Difference between Full Employment and Under-Employment Equilibrium!
(i) Full Employment Equilibrium:
Full employment equilibrium refers to the equilibrium where all resources in the economy are fully utilised (employed).
Simply put, when equilibrium between AD and AS takes place at full employment of resources, it is called full employment equilibrium. There are no unused resources. There is no involuntary unemployment.
Aggregate demand is just sufficient to ensure full utilisation of all available resources. It also indicates that in such a situation aggregate demand is neither in excess nor deficient but equal to supply at ‘full employment level’. It is just equal to what it should be. This is an ideal situation which every economy desires to achieve and ensures its continued existence.

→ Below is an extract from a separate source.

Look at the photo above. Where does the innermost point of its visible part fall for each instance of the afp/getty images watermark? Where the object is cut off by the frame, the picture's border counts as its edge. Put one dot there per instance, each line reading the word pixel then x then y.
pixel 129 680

The situation of full employment equilibrium has been illustrated in Fig. 8.15. X-axis measures the level of output (or AS) whereas Y-axis measures aggregate demand [i.e., consumption demand -I- investment demand). AS is expressed by 45° line whereas the line AD represents aggregate demand
Both the curves intersect at point E which yields full employment equilibrium because aggregate demand EM is equal to full employment level of output OM. (Remember, point E is equidistant from both the axes because E lies on 45° line.) Thus, economy is at full employment equilibrium at output level of OM since all those who are willing to work at the existing wage rate have secured employment.
(ii) Under-employment equilibrium:
Under-employment equilibrium means equality between aggregate demand and ‘aggregate supply but at less than full employment’. It is a state of equilibrium where level of demand is less than full employment level of output’. In other words, in producing the output, economy’s all resources are not fully employed, i.e., some resources are underemployed.
This situation is caused not by low level of aggregate supply but by deficiency of aggregate demand. When level of demand is less than full employment level of output, it is called deficient demand which pushes the economy into under-employment equilibrium. It results in deflationary gap, i.e., gap between aggregate demand and ‘aggregate supply at full employment’.
The situation of under-employment equilibrium has been shown in Fig. 8.15 wherein full employment equilibrium is at point E but under-employment equilibrium occurs at point E1 because AD, (actual) curve intersects the same AS curve at E1 due to inadequacy of demand. OM1 is the under-employment equilibrium level of income which is less than OM full employment equilibrium level of income. Under-employment equilibrium gives rise to deflationary gap shown as EB in the Fig. Since, AD falls short of AS at full employment by EB, therefore, additional investment expenditure equal to the level of EB (i.e., deflationary gap) is required to reach full employment equilibrium.